Objective: To identify the rate of major disagreements with diagnoses from external institutions and to characterize the nature and impact of discordant diagnoses on patient care.
Design: We identified and reviewed all surgical pathology cases, except for medical liver, medical renal, and cardiac pathology cases, for the period between January 1, 2005, and December 31, 2010, to determine the overall frequency of major disagreements, defined as any change in diagnosis having a substantial impact on patient management.
Results: Our review of 71 811 cases initially examined between 2005 and 2010 identified 457 major disagreements (0.6%).
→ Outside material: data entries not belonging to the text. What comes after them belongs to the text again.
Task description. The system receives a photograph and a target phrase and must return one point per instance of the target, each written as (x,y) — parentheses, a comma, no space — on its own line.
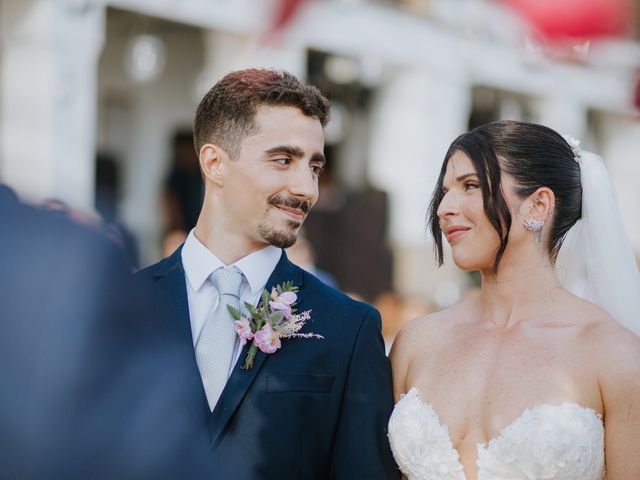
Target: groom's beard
(287,236)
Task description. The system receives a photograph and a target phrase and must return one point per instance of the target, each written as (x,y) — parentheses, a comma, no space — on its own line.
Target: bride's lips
(455,232)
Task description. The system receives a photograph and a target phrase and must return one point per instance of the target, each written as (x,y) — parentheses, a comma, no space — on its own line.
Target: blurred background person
(83,395)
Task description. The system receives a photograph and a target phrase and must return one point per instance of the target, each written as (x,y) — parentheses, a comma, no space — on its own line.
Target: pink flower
(283,307)
(266,339)
(283,302)
(243,329)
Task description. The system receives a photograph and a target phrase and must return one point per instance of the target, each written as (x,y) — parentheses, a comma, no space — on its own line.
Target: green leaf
(251,354)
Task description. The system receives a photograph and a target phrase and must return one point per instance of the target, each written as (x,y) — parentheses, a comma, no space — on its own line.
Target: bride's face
(474,242)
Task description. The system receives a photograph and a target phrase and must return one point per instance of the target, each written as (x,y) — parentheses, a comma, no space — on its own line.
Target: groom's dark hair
(535,156)
(226,114)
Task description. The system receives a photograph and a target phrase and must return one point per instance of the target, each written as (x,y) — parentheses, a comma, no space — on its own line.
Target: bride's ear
(540,204)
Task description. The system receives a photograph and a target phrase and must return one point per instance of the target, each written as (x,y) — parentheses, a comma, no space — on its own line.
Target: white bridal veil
(596,261)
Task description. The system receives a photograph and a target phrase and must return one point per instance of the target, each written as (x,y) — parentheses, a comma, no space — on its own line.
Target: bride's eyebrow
(465,176)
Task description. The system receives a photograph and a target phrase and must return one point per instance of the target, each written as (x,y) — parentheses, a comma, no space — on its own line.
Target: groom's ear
(211,158)
(541,204)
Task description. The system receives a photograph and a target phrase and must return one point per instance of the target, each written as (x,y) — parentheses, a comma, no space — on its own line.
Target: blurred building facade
(79,78)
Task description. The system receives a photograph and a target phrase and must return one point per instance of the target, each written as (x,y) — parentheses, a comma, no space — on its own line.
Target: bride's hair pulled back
(535,156)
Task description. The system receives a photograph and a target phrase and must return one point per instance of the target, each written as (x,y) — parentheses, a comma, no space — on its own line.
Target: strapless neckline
(488,453)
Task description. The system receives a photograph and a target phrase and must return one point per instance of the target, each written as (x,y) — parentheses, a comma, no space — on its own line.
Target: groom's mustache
(280,200)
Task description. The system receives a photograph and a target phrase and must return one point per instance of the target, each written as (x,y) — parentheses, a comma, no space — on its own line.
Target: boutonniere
(273,319)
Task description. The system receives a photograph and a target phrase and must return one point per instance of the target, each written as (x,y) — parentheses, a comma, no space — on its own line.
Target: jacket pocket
(299,383)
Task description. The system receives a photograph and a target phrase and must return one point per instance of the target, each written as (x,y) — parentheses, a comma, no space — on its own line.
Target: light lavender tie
(216,346)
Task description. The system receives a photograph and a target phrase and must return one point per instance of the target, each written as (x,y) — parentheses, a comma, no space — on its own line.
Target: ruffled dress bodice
(546,442)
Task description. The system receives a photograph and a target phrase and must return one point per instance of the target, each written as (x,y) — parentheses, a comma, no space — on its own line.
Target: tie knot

The most frequent areas of disagreement were gastrointestinal (80 cases; 17.5%), lymph node (73; 16.0%), bone/soft tissue (47; 10.3%), and genitourinary (43; 9.4%). For a subset of 166 cases reviewed between July 1, 2009, and December 31, 2010, follow-up data were available for 140 (84.3%). Treatment was affected by a changed diagnosis in 126 cases (90.0%), and prognosis was affected in 129 cases (92.1%). For 86 (51.8%) of the 166 cases, additional tissue was obtained. Revised diagnoses concurred with follow-up tissue diagnosis in 84.9% (73 cases), whereas they differed from follow-up tissue diagnosis in 15.1% (13 cases).
Conclusions: Our findings demonstrate the value of outside case review of pathology materials for referred patients, and suggest that it decreases the likelihood of diagnostic errors and provides better protection for patients.